The consultancy firm CEBR is owned by Douglas McWilliams, who previously worked as the chief economic advisor to the Confederation of British Industry (CBI), a prominent business lobby group which itself has expressed serious concerns about the potential impact of widespread working from home.
The UK economy took a huge hit as the virus pandemic struck earlier this year and it’s not clear how long it might take for overall GDP to reach the levels recorded in late 2019 and early 2020.
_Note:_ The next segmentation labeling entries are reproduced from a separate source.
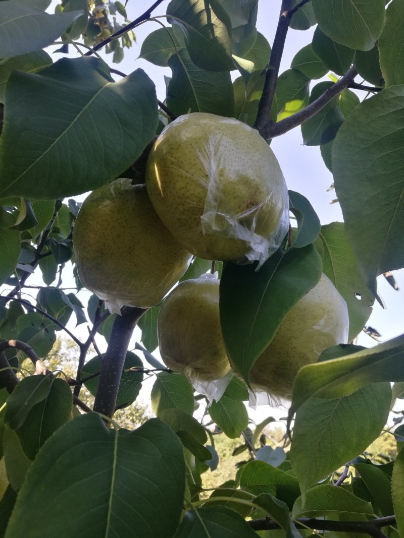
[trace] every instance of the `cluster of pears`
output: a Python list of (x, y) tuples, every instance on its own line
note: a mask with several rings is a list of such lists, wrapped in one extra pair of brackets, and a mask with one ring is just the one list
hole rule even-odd
[[(192, 255), (262, 263), (287, 233), (288, 216), (283, 176), (258, 132), (233, 118), (186, 115), (157, 138), (144, 185), (117, 179), (83, 202), (73, 236), (78, 273), (111, 311), (147, 308), (178, 282)], [(159, 345), (175, 372), (209, 381), (231, 370), (219, 287), (217, 279), (203, 276), (182, 282), (165, 299)], [(287, 395), (299, 367), (342, 341), (346, 306), (336, 294), (323, 277), (295, 305), (254, 365), (252, 386)], [(327, 328), (319, 336), (313, 328), (324, 316)]]

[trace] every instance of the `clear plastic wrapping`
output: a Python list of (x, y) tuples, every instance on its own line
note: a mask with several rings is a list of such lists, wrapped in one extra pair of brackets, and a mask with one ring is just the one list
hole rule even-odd
[(149, 156), (148, 191), (178, 240), (200, 258), (263, 262), (289, 225), (288, 189), (258, 132), (193, 113), (168, 125)]

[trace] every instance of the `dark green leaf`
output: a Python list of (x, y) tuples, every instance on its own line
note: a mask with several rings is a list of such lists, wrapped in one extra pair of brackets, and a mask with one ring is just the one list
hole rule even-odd
[(171, 0), (167, 15), (182, 29), (192, 62), (203, 69), (233, 69), (231, 23), (218, 0)]
[(228, 72), (205, 71), (191, 60), (185, 48), (168, 61), (172, 76), (167, 89), (167, 105), (176, 116), (207, 112), (233, 117), (233, 87)]
[(313, 52), (311, 43), (303, 47), (295, 55), (290, 67), (300, 71), (309, 79), (321, 79), (326, 75), (329, 70), (318, 56)]
[(157, 416), (161, 411), (179, 409), (193, 413), (193, 390), (185, 377), (179, 373), (161, 372), (151, 389), (151, 407)]
[(32, 407), (17, 430), (26, 456), (33, 459), (48, 437), (71, 418), (72, 391), (63, 379), (51, 380), (49, 393)]
[(36, 74), (13, 73), (0, 141), (2, 196), (77, 194), (136, 160), (157, 124), (154, 86), (141, 69), (113, 82), (105, 69), (82, 57)]
[(393, 0), (387, 6), (386, 22), (379, 40), (380, 66), (387, 86), (404, 83), (403, 40), (404, 5), (400, 0)]
[(302, 491), (366, 450), (386, 423), (391, 401), (389, 383), (374, 383), (335, 400), (310, 398), (299, 408), (290, 462)]
[(320, 220), (309, 200), (302, 194), (289, 191), (289, 209), (296, 217), (298, 231), (292, 244), (296, 248), (314, 243), (320, 232)]
[(383, 27), (385, 0), (312, 0), (318, 26), (331, 39), (369, 51)]
[[(103, 355), (101, 356), (103, 356)], [(117, 407), (127, 407), (133, 404), (138, 397), (139, 392), (142, 388), (142, 381), (143, 379), (143, 373), (142, 371), (130, 371), (131, 368), (143, 368), (143, 363), (134, 353), (128, 351), (123, 365), (123, 371), (119, 383), (118, 394), (116, 397)], [(101, 357), (94, 357), (86, 363), (81, 369), (80, 377), (85, 379), (90, 376), (99, 373), (101, 367)], [(98, 384), (100, 381), (100, 376), (93, 377), (84, 383), (86, 388), (89, 392), (95, 396)]]
[(214, 400), (208, 408), (211, 418), (231, 439), (240, 437), (248, 425), (248, 415), (242, 402), (222, 396), (218, 402)]
[(48, 376), (24, 378), (7, 399), (4, 423), (9, 428), (20, 428), (33, 406), (44, 400), (51, 390)]
[(220, 280), (220, 323), (229, 356), (245, 380), (286, 314), (317, 283), (321, 268), (312, 245), (286, 254), (278, 251), (258, 271), (254, 264), (226, 265)]
[(289, 509), (300, 495), (298, 483), (294, 476), (257, 459), (243, 467), (240, 485), (255, 495), (270, 493), (285, 502)]
[[(155, 419), (135, 431), (115, 431), (88, 413), (41, 449), (6, 536), (25, 535), (29, 521), (32, 536), (169, 538), (179, 522), (185, 484), (182, 446), (164, 422)], [(44, 506), (52, 517), (44, 517)]]
[(18, 56), (50, 45), (81, 15), (81, 11), (71, 11), (50, 15), (17, 2), (2, 2), (0, 58)]
[(404, 87), (386, 88), (355, 108), (333, 144), (345, 232), (374, 295), (376, 277), (404, 265), (403, 111)]
[(330, 39), (317, 26), (313, 36), (313, 52), (329, 69), (344, 75), (351, 67), (355, 51)]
According to the CEBR, that will depend partly on the extent to which working from home becomes normalised, with a lack of commuting and office occupancy expected to drag significantly on the economy and prevent GDP from reaching pre-Covid levels until as late as 2025.
“If we carry on working at home when at least half want to return, we run the risk of turning into a 90 per cent economy stuck a 10th down off its peak,” Mr McWilliams from CEBR is quoted as saying by the Guardian.
Businesses set to be most badly impacted by a lack of office space occupancy and routine commuting are likely to include sandwich shops, convenience stores and other retailers who rely on footfall to support their sales.
Retailers have been cutting jobs extensively in recent months with the virus crisis having made much worse economic conditions that were already very testing.
The corporate insolvency experts of Begbies Traynor said recently that the second half of 2020 will see a sharp rise in the number of business entering administration and liquidation, with hundreds of thousands of enterprises across the country reportedly showing signs of significant financial distress.